Large Language Models (LLM) have been quite a buzz lately, and if you have not been hiding under a rock, you would have probably heard about ChatGPT by now. Since the start of the year 2023 there have been several new large language models, like Bard, Llama, Bloom, and others that have come to market and they are are mostly based on Transformer technology. Given that the LLM technology directly relates to my profession, I have been looking into LLMs for sometime now from both personal and business perspectives. There is plenty of documentation, tutorials, training material, etc. available online regarding technology, prompt engineering, fine tuning, etc. so I am going to skip all of that. The focus of this blog is to highlight LLM adoption challenges in the context of business operations.
The LLM technology is very impressive and given the right training it can certainly compliment a human worker and improve overall productivity. Publicly available models (and services like ChatGPT) are fine tuned on more than 200+ different types of tasks that perform very well for a personal user consumption. However, when it comes to adoption in the business environment, it is a different story, or rather I should say that it is the same story. :) Let me explain what I mean by that.
There are two main challenges when it comes to adoption of LLM (or NLP in general) in the business context (1) domain specific knowledge, and (2) ground truth data preparation. In order to understand these challenges, it is important to understand how a language model absorbs knowledge and what makes it work for a specific task.
Training a language model broadly comprise of two steps:
1) pre-training: Here a language model is trained on a very large body of text (technically referred to as corpus) in an unsupervised manner. This corpus is collected from publicly available sources, like internet, Wikipedia, curated datasets prepared as part of academic research, data donated from corporations etc. This corpus has significant amount of knowledge about human history, current events, science, arts, and pretty much all walks of human life. When this data is fed to a language model, the algorithm automatically learns the language semantics, grammar and relative placement of words in the context of the text. This knowledge is mathematically encoded and stored internally in the model as parameters.
2) fine-tuning: Once a language model is pre-trained, it need to be taught how to respond to a specific task (objective). This is done in a supervised manner where a human worker will provide an input (text) and expected output (label) to the model. Model will predict the output based on historical patterns it has learned from training data during the pre-training step and this predicted output is compared against the provided label for accuracy (or how well the model performed relative to expected output). ChatGPT is a special case of fine tuning where a large language model (GPT series) has been fine-tuned to respond in chat style.
Now, lets look at the two challenges:
Challenge #1: Domain knowledge
Once above two steps are done, model can be deployed for prediction in a production setting. However, from above, it should be apparent to you that the domain knowledge available to a model is dependent upon the corpus used for pre-training. Some task specific domain knowledge do get absorbed during fine tuning step, but majority of knowledge acquisition happens in the pre-training stage.

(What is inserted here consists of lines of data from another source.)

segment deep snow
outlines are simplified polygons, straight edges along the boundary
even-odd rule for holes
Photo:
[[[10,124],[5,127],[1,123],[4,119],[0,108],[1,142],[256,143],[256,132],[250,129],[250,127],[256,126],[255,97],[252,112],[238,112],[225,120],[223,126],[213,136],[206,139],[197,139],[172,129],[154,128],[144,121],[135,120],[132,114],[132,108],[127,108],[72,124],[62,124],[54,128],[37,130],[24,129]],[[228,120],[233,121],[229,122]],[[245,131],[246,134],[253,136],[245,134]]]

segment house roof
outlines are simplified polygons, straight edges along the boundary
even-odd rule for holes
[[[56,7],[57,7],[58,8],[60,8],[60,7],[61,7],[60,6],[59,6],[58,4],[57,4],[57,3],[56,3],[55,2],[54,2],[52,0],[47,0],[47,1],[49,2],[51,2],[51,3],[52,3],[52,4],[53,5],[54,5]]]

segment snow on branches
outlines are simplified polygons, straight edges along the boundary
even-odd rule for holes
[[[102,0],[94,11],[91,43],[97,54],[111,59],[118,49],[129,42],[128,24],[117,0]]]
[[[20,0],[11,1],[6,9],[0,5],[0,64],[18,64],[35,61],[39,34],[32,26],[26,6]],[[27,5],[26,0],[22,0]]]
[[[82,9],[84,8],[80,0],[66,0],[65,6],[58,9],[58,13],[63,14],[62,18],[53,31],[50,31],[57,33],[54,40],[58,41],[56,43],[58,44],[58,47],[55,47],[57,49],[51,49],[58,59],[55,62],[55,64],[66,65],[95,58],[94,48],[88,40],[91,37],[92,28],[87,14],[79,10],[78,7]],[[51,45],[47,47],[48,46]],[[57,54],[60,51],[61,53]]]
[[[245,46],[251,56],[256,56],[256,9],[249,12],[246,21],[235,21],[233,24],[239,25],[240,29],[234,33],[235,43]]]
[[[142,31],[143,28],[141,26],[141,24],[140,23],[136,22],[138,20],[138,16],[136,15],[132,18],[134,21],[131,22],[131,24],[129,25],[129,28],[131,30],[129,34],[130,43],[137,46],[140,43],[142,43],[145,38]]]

Public models are pre-trained on vast amounts of general corpus text sourced and have some knowledge of pretty much all the domains, but they lack depth, specially proprietary knowledge that resides within individual business institutions and industries. To a certain extent this issue can be mitigated by in-context learning by providing few examples (few-shot learning) as part of the prompt engineering to guide LLM model behavior. However, there is a limit to how much context that you can provide, and it is very difficult to predict model behavior for variations in the input based on limited context.

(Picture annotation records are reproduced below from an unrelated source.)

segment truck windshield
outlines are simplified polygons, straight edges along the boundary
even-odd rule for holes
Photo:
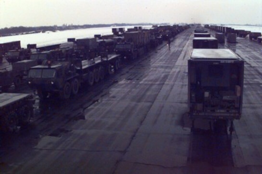
[[[47,59],[46,54],[32,54],[31,55],[31,56],[30,56],[30,59],[31,60]]]
[[[131,45],[129,44],[117,44],[116,49],[129,49],[131,48]]]
[[[28,77],[33,78],[40,78],[41,77],[42,70],[41,69],[32,69],[29,71]]]
[[[18,56],[19,55],[19,52],[18,51],[8,52],[6,55],[9,56]]]
[[[42,77],[43,78],[51,78],[54,77],[56,70],[53,69],[43,69]]]
[[[54,77],[56,70],[53,69],[32,69],[30,70],[28,77],[32,78],[51,78]]]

For model to perform as expected in a heavy domain setting, it is imperative to further pre-train a publicly available model with proprietary data to encode all that knowledge and then fine-tune it for specific objective(s). That brings me to the second challenge.
Challenge #2: Ground Truth
As indicated above, fine-tuning is a supervised learning task and we need to provide input and expected output (labels) for model to learn the expected behavior. This is no different in the case of large language models than it was with earlier generation of language models, like BERT. The only difference is that here the ground truth data is in the form of a prompt, but still need to be prepared manually by humans, which is very laborious and time consuming task.

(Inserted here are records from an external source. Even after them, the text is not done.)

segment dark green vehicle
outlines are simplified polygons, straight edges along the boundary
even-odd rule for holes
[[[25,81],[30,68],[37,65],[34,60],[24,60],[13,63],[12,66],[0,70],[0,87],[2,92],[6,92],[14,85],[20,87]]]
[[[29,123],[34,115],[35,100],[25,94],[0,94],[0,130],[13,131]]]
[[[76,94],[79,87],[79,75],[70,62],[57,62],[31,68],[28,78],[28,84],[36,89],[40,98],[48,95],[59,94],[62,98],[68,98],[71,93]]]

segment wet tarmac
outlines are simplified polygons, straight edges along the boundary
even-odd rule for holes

The two challenges highlighted above with regards to the domain knowledge and preparation of ground truth data for fine-tuning are not new. These challenges existed earlier with previous generation of language models, too. There are no easy solutions to completely mitigate these challenges. An extensible technology platform with inbuilt support for ground truth preparation, pre-training and fine-tuning of language models can provide significant boost to the entire project life-cycle and onboard new use cases on an on-going basis. For some common use cases, like entity extraction from documents, the models can be pre-trained and fine-tuned with ground truth data in few weeks.
There are additional considerations to take into account, too. Do you really need a LLM for your use case? Pre-training and fine-tuning a language model takes significant amount of compliance effort, compute resources and technical talent. These are important questions, and perhaps, a topic for another blog.
However, the bottom line is that the technology underpinning Large Language Models is very capable and powerful. Given the domain specific data, depth in knowledge can be encoded for heavy domain specific tasks with some effort. It is this ability of Large Language Models to encode and absorb vast amounts of knowledge that gives them significant advantage in terms of the performance. I guess, the adage "Knowledge is power" holds true in the world of machine learning, too!